Assault and battery constitute two distinct charges under California law. To build a viable defense, you need to understand what exactly the police say you did.
This is how the California code defines the two charges:
- “An assault is an unlawful attempt, coupled with a present ability, to commit a violent injury on the person of another.”
- “A battery is any willful and unlawful use of force or violence upon the person of another.”
The intention is key here. If the police believe you tried to hurt someone, you will probably face assault charges, regardless of whether you succeeded in harming them.
Battery charges require actual contact with the other party but could result from merely touching someone without any desire to harm them. For instance, pushing them in an argument or poking them with your finger could all lead to accusations of battery.

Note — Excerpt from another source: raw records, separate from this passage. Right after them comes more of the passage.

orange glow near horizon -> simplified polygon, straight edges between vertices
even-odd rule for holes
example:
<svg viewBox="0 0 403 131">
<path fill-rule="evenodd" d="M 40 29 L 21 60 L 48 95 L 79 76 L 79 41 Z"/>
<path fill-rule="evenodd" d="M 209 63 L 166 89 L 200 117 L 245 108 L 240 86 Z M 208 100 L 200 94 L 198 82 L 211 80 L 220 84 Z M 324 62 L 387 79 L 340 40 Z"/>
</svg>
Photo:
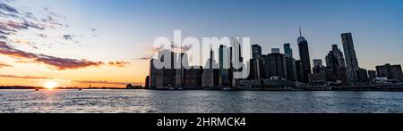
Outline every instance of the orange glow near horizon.
<svg viewBox="0 0 403 131">
<path fill-rule="evenodd" d="M 57 83 L 55 81 L 47 81 L 47 83 L 45 83 L 45 86 L 44 86 L 44 87 L 48 90 L 55 89 L 56 86 L 57 86 Z"/>
</svg>

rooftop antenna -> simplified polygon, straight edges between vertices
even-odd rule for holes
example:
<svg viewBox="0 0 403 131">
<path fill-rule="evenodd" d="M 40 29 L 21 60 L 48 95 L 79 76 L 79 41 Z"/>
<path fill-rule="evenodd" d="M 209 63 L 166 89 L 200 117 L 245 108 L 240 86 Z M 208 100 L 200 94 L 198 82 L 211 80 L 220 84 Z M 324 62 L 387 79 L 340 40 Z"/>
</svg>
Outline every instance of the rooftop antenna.
<svg viewBox="0 0 403 131">
<path fill-rule="evenodd" d="M 299 37 L 302 37 L 302 33 L 301 33 L 301 26 L 299 26 Z"/>
</svg>

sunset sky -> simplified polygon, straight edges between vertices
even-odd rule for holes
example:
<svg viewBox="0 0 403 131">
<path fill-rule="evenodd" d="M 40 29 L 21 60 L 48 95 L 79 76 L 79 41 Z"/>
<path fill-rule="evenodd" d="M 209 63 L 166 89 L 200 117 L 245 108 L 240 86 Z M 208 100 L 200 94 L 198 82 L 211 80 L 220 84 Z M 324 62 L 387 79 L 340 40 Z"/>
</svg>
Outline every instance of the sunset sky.
<svg viewBox="0 0 403 131">
<path fill-rule="evenodd" d="M 311 59 L 353 33 L 360 67 L 403 64 L 401 0 L 0 0 L 0 86 L 142 85 L 158 37 L 249 37 Z"/>
</svg>

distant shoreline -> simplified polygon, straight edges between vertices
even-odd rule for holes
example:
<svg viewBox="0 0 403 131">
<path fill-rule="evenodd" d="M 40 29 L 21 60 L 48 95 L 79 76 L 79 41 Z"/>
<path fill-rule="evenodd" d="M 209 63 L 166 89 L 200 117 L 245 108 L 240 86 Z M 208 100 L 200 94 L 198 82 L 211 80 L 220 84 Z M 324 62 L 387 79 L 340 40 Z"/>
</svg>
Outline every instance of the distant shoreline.
<svg viewBox="0 0 403 131">
<path fill-rule="evenodd" d="M 0 86 L 0 89 L 32 89 L 32 90 L 48 90 L 44 87 L 30 87 L 30 86 Z M 302 86 L 302 87 L 277 87 L 277 88 L 240 88 L 240 87 L 160 87 L 154 89 L 126 89 L 118 87 L 93 87 L 93 88 L 79 88 L 79 87 L 57 87 L 53 90 L 158 90 L 158 91 L 385 91 L 385 92 L 403 92 L 403 84 L 401 85 L 382 85 L 382 86 Z"/>
</svg>

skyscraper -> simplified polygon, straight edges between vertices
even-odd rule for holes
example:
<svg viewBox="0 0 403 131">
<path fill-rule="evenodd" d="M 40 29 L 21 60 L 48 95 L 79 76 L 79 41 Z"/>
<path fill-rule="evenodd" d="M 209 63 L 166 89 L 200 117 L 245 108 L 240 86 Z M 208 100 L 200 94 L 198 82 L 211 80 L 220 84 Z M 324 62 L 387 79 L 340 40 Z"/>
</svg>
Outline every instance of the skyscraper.
<svg viewBox="0 0 403 131">
<path fill-rule="evenodd" d="M 252 58 L 257 59 L 259 57 L 262 57 L 262 47 L 259 45 L 252 45 Z"/>
<path fill-rule="evenodd" d="M 299 28 L 299 37 L 298 37 L 298 48 L 299 48 L 299 56 L 301 58 L 302 64 L 302 79 L 300 82 L 308 83 L 309 74 L 312 73 L 311 70 L 311 58 L 309 56 L 309 46 L 308 41 L 302 36 L 301 28 Z"/>
<path fill-rule="evenodd" d="M 264 55 L 264 70 L 267 78 L 278 77 L 279 78 L 287 78 L 286 58 L 281 53 L 270 53 Z"/>
<path fill-rule="evenodd" d="M 271 53 L 279 53 L 279 48 L 271 48 Z"/>
<path fill-rule="evenodd" d="M 376 72 L 378 72 L 379 78 L 388 78 L 388 79 L 403 81 L 401 65 L 390 65 L 387 63 L 385 65 L 376 66 Z"/>
<path fill-rule="evenodd" d="M 356 71 L 360 70 L 356 59 L 356 50 L 354 49 L 353 36 L 351 33 L 341 34 L 344 53 L 346 55 L 347 73 L 348 84 L 355 85 L 358 80 Z"/>
<path fill-rule="evenodd" d="M 326 55 L 326 80 L 348 84 L 344 55 L 338 45 L 332 45 L 331 51 Z"/>
<path fill-rule="evenodd" d="M 376 78 L 376 71 L 375 70 L 368 70 L 368 78 L 370 81 L 373 81 L 373 79 Z"/>
<path fill-rule="evenodd" d="M 284 53 L 286 54 L 286 57 L 294 58 L 293 49 L 289 43 L 284 44 Z"/>
<path fill-rule="evenodd" d="M 287 68 L 287 80 L 296 81 L 296 60 L 293 56 L 293 49 L 291 49 L 291 45 L 289 43 L 284 44 L 284 53 L 286 57 L 286 68 Z"/>
<path fill-rule="evenodd" d="M 210 51 L 210 58 L 202 75 L 202 86 L 203 87 L 214 87 L 219 86 L 219 65 L 214 57 L 214 51 Z"/>
<path fill-rule="evenodd" d="M 219 86 L 231 86 L 230 80 L 230 70 L 231 70 L 231 48 L 226 45 L 219 45 Z"/>
<path fill-rule="evenodd" d="M 153 89 L 157 86 L 157 69 L 154 66 L 155 59 L 150 61 L 150 84 L 149 88 Z"/>
</svg>

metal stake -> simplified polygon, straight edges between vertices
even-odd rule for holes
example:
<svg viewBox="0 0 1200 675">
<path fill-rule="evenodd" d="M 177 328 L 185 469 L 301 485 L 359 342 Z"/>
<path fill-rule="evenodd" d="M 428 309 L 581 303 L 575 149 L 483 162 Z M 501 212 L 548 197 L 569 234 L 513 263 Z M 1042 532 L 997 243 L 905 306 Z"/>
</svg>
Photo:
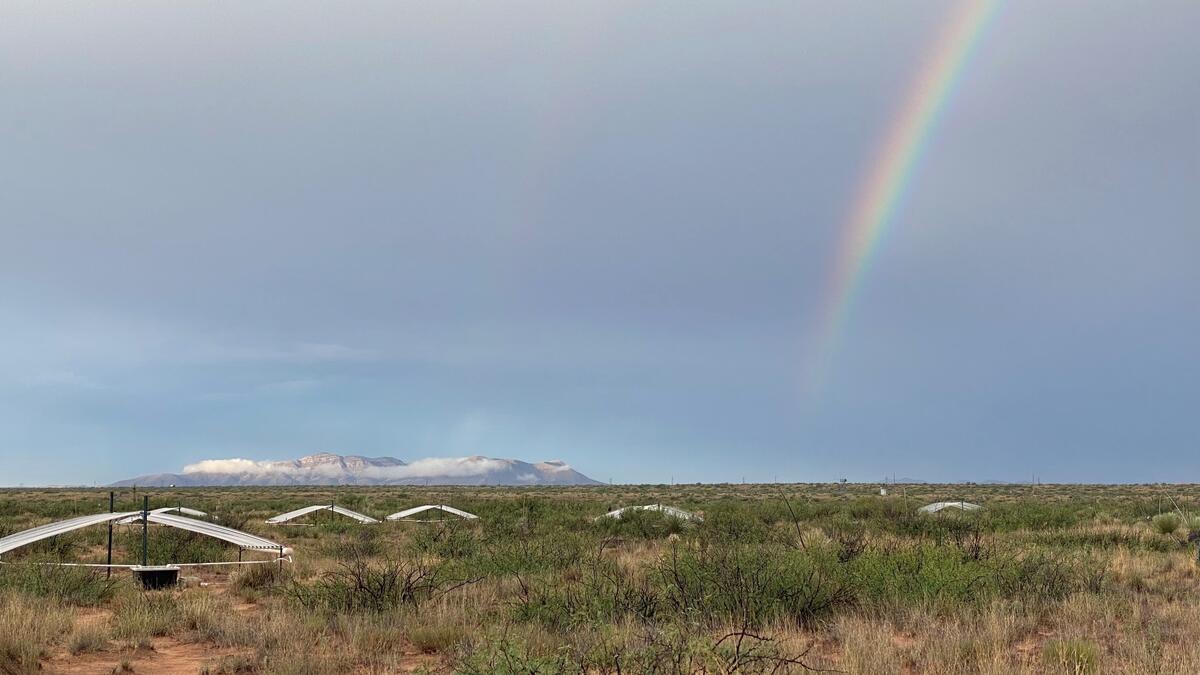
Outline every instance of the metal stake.
<svg viewBox="0 0 1200 675">
<path fill-rule="evenodd" d="M 116 497 L 114 492 L 108 492 L 108 513 L 115 510 Z M 108 567 L 104 568 L 104 579 L 113 578 L 113 521 L 108 521 Z"/>
<path fill-rule="evenodd" d="M 142 567 L 150 560 L 150 495 L 142 495 Z"/>
</svg>

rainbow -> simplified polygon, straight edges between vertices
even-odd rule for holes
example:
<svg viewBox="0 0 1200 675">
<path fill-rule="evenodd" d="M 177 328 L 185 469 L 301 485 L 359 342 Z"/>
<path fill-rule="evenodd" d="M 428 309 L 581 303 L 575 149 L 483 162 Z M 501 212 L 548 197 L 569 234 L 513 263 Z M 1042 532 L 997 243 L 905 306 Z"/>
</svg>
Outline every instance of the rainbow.
<svg viewBox="0 0 1200 675">
<path fill-rule="evenodd" d="M 805 389 L 821 389 L 871 261 L 895 219 L 898 205 L 929 143 L 930 132 L 954 92 L 964 67 L 996 14 L 1000 0 L 964 0 L 942 30 L 935 48 L 886 135 L 886 141 L 856 192 L 842 226 L 820 322 L 805 372 Z"/>
</svg>

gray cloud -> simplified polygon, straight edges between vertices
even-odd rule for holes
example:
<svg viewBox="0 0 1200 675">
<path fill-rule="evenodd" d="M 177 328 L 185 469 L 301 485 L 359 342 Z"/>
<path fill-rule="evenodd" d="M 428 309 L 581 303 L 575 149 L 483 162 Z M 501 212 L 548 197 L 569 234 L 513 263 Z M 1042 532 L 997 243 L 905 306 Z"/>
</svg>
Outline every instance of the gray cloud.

Does the aggressor’s size matter?
It may. Since the definition of an assault requires a “present ability” to injure someone. Let’s say you are the size of a small child with muscles to match. Unless you were holding a weapon or are a practiced martial artist, the chance that you could inflict harm on a six-foot-tall grizzled ex-marine is slim. That size difference might be enough to get an assault charge downgraded to one of battery.
What if the other person started the fight?
Self-defense can be a valuable defense against charges of battery or assault. Even if the other person did not touch you, if you can show you had reason to be afraid they might, a judge may consider the actions you took as valid.
Defending against charges of assault or battery is complex. Getting help from an experienced California criminal defense attorney will be crucial.